Track promoters, such as Dover International spokesman Gary Camp, love hearing whatever noise bellows from the grandstand.
"It's great to have villains, because personality sells tickets, and it's the characters that make the sport," Camp said. "I think Kyle Busch is great for NASCAR, and he's performing. It's not like he's wrecking people and not winning races."
Busch has had his share of critics from within the Cup garage, most recently getting flak from the likes of Jeff Gordon, Jimmie Johnson, Kevin Harvick and Clint Bowyer.
"I think a lot of the stuff that happens with Kyle doesn't come from the racetrack; it comes from him running his mouth," Bowyer said. "A lot of that you bring on yourself."
But Kyle Petty, who will leave the seat of his No. 45 Petty Enterprises Dodge this weekend to call the race on TNT, said Busch is a victim of our sports society.

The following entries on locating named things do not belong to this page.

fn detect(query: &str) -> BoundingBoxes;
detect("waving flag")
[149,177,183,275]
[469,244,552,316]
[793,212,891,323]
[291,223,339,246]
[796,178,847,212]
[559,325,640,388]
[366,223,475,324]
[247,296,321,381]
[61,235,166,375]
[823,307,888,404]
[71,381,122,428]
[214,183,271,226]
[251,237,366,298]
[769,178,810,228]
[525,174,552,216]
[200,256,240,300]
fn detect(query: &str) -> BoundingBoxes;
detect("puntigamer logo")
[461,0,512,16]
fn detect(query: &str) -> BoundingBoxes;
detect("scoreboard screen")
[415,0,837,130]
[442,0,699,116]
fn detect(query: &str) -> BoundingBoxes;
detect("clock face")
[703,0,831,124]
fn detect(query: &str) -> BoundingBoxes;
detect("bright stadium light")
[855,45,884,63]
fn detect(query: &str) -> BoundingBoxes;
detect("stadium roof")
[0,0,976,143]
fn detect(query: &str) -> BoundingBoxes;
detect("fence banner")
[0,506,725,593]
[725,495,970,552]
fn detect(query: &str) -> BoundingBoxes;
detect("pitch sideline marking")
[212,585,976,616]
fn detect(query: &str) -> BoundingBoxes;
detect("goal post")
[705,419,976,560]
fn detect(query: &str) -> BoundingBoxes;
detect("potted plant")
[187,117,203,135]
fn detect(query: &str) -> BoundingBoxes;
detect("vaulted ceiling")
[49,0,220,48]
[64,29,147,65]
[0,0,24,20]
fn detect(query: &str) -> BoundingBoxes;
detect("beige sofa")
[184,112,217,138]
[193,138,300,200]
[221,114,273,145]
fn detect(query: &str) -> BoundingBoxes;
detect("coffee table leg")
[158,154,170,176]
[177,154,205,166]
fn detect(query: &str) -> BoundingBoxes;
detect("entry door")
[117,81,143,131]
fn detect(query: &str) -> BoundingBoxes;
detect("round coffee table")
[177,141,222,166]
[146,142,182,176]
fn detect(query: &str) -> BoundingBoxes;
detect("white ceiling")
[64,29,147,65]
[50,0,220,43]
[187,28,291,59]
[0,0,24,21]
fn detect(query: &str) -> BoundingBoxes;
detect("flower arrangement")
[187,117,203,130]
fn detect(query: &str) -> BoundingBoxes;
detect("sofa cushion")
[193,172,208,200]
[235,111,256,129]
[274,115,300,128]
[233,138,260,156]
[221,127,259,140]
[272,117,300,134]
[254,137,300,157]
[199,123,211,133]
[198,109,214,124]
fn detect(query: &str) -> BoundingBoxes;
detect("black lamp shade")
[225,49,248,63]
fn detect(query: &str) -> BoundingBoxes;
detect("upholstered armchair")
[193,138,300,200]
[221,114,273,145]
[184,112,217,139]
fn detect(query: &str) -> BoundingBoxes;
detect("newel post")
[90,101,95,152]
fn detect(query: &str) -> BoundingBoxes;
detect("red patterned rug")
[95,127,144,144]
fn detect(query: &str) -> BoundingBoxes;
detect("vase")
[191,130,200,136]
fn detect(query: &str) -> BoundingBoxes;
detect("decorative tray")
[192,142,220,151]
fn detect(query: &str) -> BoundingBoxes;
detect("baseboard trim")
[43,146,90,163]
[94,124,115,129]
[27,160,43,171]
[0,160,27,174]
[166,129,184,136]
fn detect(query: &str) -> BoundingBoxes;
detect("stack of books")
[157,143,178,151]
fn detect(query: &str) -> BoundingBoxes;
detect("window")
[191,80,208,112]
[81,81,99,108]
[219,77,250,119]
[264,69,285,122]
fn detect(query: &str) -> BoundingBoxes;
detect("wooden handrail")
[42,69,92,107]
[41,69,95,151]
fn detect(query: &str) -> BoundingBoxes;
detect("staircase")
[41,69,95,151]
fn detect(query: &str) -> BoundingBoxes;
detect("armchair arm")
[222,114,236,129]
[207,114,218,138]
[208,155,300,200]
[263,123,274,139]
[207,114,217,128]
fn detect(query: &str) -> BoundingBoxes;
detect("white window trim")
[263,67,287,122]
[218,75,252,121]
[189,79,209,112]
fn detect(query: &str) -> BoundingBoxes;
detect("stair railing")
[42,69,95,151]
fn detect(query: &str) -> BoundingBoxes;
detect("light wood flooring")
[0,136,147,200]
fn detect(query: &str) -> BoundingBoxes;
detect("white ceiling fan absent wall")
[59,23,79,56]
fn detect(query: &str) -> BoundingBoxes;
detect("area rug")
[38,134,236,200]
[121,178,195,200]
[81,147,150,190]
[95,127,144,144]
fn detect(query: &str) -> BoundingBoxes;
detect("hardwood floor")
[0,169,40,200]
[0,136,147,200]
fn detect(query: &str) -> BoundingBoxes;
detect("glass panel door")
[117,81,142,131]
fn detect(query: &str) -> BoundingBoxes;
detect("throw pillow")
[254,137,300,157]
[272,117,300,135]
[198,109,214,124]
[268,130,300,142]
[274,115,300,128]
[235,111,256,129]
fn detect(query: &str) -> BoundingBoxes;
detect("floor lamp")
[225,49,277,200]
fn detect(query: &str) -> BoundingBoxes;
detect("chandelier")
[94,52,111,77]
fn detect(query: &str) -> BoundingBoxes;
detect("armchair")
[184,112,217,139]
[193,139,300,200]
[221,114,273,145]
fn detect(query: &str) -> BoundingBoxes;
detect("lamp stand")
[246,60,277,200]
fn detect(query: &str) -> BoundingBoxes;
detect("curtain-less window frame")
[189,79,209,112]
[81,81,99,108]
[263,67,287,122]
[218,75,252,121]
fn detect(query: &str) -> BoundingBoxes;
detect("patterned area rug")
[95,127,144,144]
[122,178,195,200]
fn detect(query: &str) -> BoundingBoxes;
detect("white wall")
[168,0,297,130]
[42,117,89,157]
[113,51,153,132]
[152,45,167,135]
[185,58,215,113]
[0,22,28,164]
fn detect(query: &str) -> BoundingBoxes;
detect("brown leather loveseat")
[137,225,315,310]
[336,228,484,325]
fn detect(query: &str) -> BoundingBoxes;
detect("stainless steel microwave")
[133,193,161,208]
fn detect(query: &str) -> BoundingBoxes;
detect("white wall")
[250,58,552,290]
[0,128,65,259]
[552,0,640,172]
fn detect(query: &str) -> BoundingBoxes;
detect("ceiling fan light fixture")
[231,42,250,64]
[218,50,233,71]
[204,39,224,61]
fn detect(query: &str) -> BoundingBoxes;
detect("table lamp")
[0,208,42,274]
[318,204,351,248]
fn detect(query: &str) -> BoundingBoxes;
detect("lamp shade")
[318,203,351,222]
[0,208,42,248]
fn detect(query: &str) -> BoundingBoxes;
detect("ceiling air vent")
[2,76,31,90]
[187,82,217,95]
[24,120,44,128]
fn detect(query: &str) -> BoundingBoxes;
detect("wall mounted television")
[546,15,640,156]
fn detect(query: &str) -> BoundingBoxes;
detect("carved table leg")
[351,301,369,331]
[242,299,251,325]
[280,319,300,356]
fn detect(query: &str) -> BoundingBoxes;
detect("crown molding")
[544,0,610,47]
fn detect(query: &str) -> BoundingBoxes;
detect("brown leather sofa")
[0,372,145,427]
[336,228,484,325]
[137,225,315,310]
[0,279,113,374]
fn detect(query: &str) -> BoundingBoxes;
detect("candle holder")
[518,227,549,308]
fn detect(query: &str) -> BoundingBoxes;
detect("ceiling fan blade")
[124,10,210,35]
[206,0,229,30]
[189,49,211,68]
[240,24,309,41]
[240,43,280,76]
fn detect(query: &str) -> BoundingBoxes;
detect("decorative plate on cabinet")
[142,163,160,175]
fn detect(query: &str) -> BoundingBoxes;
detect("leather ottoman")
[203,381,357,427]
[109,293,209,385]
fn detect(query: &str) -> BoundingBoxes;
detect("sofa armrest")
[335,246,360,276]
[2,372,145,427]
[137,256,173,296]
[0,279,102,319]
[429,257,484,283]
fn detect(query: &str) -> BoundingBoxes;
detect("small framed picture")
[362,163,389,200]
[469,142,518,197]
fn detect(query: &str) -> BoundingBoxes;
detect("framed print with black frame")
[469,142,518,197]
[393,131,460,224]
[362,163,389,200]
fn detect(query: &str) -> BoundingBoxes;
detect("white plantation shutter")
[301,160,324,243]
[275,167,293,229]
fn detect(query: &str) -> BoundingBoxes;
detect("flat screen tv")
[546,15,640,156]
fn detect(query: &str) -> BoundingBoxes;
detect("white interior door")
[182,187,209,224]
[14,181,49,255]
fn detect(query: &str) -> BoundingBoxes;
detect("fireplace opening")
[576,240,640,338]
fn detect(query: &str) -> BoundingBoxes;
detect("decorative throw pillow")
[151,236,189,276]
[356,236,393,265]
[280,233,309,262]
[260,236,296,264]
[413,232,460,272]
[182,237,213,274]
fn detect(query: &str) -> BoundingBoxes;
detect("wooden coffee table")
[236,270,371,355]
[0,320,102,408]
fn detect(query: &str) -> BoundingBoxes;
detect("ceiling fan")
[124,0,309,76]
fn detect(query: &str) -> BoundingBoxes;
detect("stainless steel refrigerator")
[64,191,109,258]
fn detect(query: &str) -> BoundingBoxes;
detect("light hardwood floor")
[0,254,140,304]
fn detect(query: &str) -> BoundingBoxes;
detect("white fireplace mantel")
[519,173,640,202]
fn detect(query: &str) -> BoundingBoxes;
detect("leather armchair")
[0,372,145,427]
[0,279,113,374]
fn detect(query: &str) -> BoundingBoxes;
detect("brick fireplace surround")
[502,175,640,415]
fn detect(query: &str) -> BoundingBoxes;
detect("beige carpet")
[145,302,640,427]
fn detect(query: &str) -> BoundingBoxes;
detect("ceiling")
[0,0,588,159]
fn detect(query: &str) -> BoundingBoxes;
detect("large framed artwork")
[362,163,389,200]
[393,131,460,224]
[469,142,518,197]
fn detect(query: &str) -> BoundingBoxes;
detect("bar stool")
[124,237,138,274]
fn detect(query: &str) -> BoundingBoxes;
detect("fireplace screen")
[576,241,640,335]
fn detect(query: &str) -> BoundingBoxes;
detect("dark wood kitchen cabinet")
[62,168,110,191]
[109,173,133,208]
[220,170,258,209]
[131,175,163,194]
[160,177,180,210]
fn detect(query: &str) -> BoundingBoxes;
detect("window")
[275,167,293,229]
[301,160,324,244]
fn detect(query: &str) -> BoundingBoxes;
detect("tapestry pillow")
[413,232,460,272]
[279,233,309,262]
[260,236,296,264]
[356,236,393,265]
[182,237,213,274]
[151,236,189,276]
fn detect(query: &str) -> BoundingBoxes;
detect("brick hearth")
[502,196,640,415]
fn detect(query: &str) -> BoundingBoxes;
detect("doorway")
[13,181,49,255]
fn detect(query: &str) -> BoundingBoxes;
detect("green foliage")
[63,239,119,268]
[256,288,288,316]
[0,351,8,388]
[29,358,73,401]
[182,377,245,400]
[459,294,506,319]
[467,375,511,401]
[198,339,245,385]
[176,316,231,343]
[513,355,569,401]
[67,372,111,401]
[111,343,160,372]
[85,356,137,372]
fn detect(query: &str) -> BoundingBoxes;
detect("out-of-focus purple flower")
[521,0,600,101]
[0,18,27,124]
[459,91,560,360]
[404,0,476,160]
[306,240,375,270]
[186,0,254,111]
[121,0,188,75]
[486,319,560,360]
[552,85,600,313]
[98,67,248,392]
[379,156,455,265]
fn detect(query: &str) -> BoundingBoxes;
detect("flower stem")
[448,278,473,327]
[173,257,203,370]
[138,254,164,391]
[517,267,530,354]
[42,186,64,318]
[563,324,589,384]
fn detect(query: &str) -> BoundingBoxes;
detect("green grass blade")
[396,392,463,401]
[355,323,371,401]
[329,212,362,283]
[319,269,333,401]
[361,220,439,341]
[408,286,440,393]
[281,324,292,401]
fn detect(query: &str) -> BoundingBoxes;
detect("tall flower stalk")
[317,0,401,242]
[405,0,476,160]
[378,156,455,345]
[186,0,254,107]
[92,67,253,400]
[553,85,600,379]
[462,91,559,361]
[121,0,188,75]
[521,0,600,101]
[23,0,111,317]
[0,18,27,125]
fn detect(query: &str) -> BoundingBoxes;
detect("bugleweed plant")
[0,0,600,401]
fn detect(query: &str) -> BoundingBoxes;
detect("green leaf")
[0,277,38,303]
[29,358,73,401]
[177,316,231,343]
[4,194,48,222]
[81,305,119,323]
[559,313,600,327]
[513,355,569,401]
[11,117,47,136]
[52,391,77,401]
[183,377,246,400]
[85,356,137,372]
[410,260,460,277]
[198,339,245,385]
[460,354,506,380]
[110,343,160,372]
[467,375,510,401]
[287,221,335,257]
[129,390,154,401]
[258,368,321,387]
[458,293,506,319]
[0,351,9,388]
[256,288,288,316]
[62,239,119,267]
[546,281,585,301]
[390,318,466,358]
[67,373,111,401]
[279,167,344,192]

"That's America. You build a guy up and then you love to tear him down," Petty said. "He backs up everything he says. When a guy talks the talk and then walks the walk, you can't argue the point that he's a tremendous talent. I don't care whether you like his personality. . . . He didn't come to the dance to win Miss Congeniality; he came to take home the trophy."
Pocono Raceway is on Route 115 in Long Pond, Pa. Take the Northeast Extension of the Pennsylvania Turnpike (I-476) to Exit 95. Take I-80 east toward Hazleton/Mt. Pocono to Exit 284 and head south on Route 115 for three miles. The track is on the left.
Today's on-track events:
ARCA Series final practice, 10:15 a.m.; Sprint Cup Series practice, noon; ARCA Series qualifying, 1:45 p.m.; Sprint Cup Series qualifying, 3:40 p.m.
Sprint Cup Series practice (SPEED, noon); Sprint Cup Series qualifying (SPEED, 3:30 p.m.).